23 Eylül 2024 Pazartesi

Akbelen için yürüdüler: Biz bitti demeden bu dava bitmez

Akbelen nöbet alanında bir araya gelen İkizköy, Karacahisar, Çamköylüler Muğla İdare Mahkemesinde görülecek dava için yürüdü. Hava, su ve toprak için mücadele ettiklerini kaydeden köylüler, "Elektriksiz yaşanır ama havasız, susuz yaşanmaz" dedi. Hiçbir saldırı karşısında direnişten vazgeçmeyeceğini söyleyen köylüler, "Bu topraklarda doğdum, büyüdüm bu topraklarda öleceğim" diye vurguladı.

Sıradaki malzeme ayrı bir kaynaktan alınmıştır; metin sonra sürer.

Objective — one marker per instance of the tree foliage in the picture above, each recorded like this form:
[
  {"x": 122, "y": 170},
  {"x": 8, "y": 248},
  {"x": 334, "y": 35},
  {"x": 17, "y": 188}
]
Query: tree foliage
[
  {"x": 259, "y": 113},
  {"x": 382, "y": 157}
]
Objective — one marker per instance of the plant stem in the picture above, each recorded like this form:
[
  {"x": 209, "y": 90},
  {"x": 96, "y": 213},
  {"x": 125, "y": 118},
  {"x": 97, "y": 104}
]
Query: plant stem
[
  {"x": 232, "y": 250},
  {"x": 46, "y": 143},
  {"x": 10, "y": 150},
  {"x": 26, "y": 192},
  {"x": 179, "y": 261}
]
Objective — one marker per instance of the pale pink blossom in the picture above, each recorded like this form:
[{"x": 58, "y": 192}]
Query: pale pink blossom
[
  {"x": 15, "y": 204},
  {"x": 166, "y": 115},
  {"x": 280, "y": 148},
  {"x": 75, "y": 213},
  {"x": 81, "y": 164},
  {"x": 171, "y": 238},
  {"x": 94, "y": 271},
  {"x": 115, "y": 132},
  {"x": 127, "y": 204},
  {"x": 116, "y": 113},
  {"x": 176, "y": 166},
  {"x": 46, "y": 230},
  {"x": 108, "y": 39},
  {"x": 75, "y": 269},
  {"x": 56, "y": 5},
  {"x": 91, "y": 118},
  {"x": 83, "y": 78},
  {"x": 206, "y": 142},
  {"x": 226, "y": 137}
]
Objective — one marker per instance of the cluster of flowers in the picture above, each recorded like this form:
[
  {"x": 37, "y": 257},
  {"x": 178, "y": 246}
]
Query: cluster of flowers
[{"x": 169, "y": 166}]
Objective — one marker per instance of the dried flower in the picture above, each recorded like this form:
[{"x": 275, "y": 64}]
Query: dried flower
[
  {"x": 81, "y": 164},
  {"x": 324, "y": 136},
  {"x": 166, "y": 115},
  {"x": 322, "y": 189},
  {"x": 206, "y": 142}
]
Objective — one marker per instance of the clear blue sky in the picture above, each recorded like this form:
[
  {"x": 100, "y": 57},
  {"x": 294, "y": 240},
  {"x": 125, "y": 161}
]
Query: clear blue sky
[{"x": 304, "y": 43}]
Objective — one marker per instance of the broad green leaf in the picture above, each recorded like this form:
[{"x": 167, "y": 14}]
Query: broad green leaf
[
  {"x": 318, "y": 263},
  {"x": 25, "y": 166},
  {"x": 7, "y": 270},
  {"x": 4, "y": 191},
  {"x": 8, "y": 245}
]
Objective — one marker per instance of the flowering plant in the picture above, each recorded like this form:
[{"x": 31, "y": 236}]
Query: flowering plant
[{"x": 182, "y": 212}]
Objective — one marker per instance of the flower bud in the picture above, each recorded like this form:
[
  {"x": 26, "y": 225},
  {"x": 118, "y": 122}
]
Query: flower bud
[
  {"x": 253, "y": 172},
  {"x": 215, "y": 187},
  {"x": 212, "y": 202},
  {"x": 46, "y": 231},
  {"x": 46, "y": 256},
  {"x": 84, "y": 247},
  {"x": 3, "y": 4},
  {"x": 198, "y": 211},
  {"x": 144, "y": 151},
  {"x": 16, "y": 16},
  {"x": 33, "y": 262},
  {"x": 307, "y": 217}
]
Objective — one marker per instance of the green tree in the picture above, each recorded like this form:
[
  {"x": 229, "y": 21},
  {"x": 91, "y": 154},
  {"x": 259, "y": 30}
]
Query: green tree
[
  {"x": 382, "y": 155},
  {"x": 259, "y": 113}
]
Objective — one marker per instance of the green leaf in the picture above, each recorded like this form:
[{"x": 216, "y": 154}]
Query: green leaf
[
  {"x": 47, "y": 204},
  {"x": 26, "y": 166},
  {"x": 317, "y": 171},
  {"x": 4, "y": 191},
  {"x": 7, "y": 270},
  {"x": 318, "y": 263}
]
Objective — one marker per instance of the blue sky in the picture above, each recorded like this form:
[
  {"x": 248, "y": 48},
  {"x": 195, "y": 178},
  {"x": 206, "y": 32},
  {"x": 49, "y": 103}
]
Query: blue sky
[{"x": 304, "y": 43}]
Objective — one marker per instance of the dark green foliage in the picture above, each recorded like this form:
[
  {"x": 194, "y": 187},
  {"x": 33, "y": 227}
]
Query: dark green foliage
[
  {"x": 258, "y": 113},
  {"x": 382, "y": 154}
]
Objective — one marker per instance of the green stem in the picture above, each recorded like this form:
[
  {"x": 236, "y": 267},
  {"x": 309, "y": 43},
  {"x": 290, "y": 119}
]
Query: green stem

Muğla İdare Mahkemesinde, Akbelen ve İkizköylülerin davası görülecek. Jandarma ve polis saldırısına, işkenceli gözaltılara rağmen havası, suyu ve toprağı için direnen köylüler yürüdü.

Yaşlı, genç, kadın, erkek çok sayıda kişinin katıldığı yürüyüşte sık sık "Akbelen için adalet", "İkizköy için adalet" sloganları atıldı. Yürüyüşün en önünde ömrünü oranın topraklarında geçiren yaşlı kadınlar yer aldı.

NÖBET ALANINDA BİR ARAYA GELDİLER
İkizköy, Karacahisar ve Çamköylüleri nöbet alanından Çamköy'e kadar yürüdü. Sonrasında servislere binerek Milas Karayolları kavşağına varan direnişçiler,Bodrum ve Milas'tan mücadeleyi destekleyenlerle açıklama yaptı. Açıklamada, Akbelen Ormanı için mücadelenin aynı zamanda Milas'ın zeytini, temiz havası, Bodrum'un su kaynakları için mücadele olduğunu ifade edildi.

'BU TOPRAKLARDA BÜYÜDÜM, BU TOPRAKLARDA ÖLECEĞİM'
Ürettikleri ürünleri de yanında getiren köylüler, "Hiçbir şey beni topraklarımdan vazgeçiremez. Direneceğim. Ayaktayım. Ben bu topraklarda büyüdüm bu topraklarda öleceğim. Kabrim burada olacak. Beni hiçbir şeyden yıldıramazsınız" dedi.

'HAVADAN, SUDAN, TOPRAKTAN ÖNEMLİ NE VAR'
Neden direndiklerini anlatan köylüler, "4 senedir uğruna çıktığımız toprağımız, havamız için. Şurada bulunan zeytinler için Akbelen'in kıyısında kalan ağaçlarımız için ormanımız için mücadeleye çıktık. Yeni nöbet alanımızdayız. Bu mücadelenin ne demek olduğunu burası anlatıyor. Burada ürettiklerimizle, biz bunlarla varız. Köylüler olarak biz bunları üretmekten gurur duyuyoruz, biz bunları üretirsek şehirdeki sizler öyle yiyeceksiniz diyoruz. Su kaynaklarımız için buradayız. Geyik barajı kapanmak üzere diye duyum aldık bugün, Mumcular barajı kapandı. Artı termik santraller bizim sularımızı yok etti bugüne kadar. Madende dinamit patlatarak yer altı su kaynaklarını yok ettiğiniz, bacalardan bizleri zehirlediğiniz yeter. 24 Temmuz'dan bu yana İkizköylüler olarak hiç hak etmediğimiz şeylere maruz kaldık" denildi.

'KIRK YILDIR İLİĞİMİZİ KEMİĞİMİZİ SÖMÜRDÜLER'
Bu saldırılarla kendilerini mücadeleden vazgeçirmek isteyenlere seslenen köylüler, "Yanılırlar. Bize bu kadar baskı yapıldı 24 Temmuz'dan bu yana. Kafamızı deve kuşu gibi eve koyalım da istediğimiz gibi maden açalım dediler. Yok öyle yağma. Kırk yıldır burada iliğimizi kemiğimizi sömürdüler. Akbelen ormanı kesilmiş olabilir. Bundan sonra buna fırsat vermeyeceğiz. Daha ileride görüyorsunuz Kızılçam ormanlarımız, zeytin ağaçları var. insanlar ve tüm canlılar için en temel hak toprak, hava su  değil mi. bizim mücadelemiz bu üçü içindir. Elektriksiz durulur ama havasız, susuz, oksijensiz yaşayamaz."

Güçü haklılıklarından aldığını kaydeden köylüler, "Bu yolda ölmek varsa gerçekten öleceğiz" vurgusu yaptı.

Açıklamanın ardından köylüler, Muğla'nın ilçelerinden ve Türkiye'nin çeşitli illerinden gelenlerle buluşarak adliye önüne yürüdü.